The United States put Huawei China’s HWT.UL’s Huawei Technologies Co. Ltd on a commercial blacklist in May 2019, citing national security concerns, and Commerce Secretary Wilbur Ross said on Wednesday that those concerns remain, especially above 5G.
The move effectively banned American companies from doing business with the world's largest manufacturer of telecommunications network equipment and escalated a trade battle between the world's two largest economies.
Wuttke said that despite years of lobbying, European companies continue to face an unfair playing field in China, also in emerging technological fields like 5G.
"Ericsson is taking orders (in the Middle East), Africa and Asia and, of course, in Europe it is competing with Huawei head-on," he said.

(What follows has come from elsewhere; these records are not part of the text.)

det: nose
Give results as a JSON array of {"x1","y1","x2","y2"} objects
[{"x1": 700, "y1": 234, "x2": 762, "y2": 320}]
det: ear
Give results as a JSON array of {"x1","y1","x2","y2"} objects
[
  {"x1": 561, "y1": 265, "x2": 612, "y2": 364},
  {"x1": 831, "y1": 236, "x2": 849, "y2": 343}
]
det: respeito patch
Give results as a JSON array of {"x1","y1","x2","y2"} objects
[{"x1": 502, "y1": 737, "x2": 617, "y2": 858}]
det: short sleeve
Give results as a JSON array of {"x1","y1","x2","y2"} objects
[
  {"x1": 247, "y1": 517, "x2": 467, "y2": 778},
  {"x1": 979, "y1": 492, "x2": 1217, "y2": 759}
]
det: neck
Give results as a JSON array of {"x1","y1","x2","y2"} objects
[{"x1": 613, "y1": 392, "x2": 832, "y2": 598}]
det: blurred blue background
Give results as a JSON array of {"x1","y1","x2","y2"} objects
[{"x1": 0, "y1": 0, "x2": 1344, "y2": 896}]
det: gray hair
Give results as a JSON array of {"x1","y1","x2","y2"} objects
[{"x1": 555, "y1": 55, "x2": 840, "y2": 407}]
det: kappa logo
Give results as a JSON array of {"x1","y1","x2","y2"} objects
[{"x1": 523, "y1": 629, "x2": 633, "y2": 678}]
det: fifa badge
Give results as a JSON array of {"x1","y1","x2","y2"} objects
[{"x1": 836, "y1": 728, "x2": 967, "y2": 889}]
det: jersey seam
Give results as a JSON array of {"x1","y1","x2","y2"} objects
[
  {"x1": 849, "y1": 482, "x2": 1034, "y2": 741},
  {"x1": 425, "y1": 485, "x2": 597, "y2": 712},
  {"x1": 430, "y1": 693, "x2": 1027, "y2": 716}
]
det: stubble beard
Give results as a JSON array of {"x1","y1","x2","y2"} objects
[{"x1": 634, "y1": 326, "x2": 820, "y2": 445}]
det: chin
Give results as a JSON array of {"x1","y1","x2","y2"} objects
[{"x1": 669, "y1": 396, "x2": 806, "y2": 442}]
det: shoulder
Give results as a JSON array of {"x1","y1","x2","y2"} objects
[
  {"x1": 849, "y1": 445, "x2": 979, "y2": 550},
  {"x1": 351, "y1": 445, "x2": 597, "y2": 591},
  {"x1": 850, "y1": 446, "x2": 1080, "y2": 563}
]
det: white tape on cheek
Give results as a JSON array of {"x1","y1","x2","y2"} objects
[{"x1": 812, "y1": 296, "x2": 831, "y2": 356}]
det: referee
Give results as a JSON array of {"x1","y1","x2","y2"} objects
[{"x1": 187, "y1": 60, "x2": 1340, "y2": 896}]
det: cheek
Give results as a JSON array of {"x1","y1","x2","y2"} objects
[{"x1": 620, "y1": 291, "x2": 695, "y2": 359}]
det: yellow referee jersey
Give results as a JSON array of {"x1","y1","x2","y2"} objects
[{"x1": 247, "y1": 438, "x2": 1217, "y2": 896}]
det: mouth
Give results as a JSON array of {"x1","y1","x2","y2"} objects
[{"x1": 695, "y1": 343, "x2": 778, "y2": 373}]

"But they really can not compete here, which obviously brings a big disadvantage, because China represents 50% of 5G possible market."
The South China trade confidence survey found little appetite for its members to leave the region, where they enjoy close access to industrial supply chains, with 88% saying they had no plans to move in the next three years.
However, the broader trust poll also found that 44% of respondents expect the regulatory environment to worsen over the next five years.
Wuttke explained that the apparent contradiction is due to companies that remain confident of growth opportunities in China, which his company expects to account for 30% of global growth in the next decade by a conservative estimate.
"We want to be part of this program, we want to be part of this growth model," he said.
Southern China also continues to offer the best environment for foreign companies to operate, explained George Lau, deputy mayor and general manager of TÜV Rheinland, a certification company.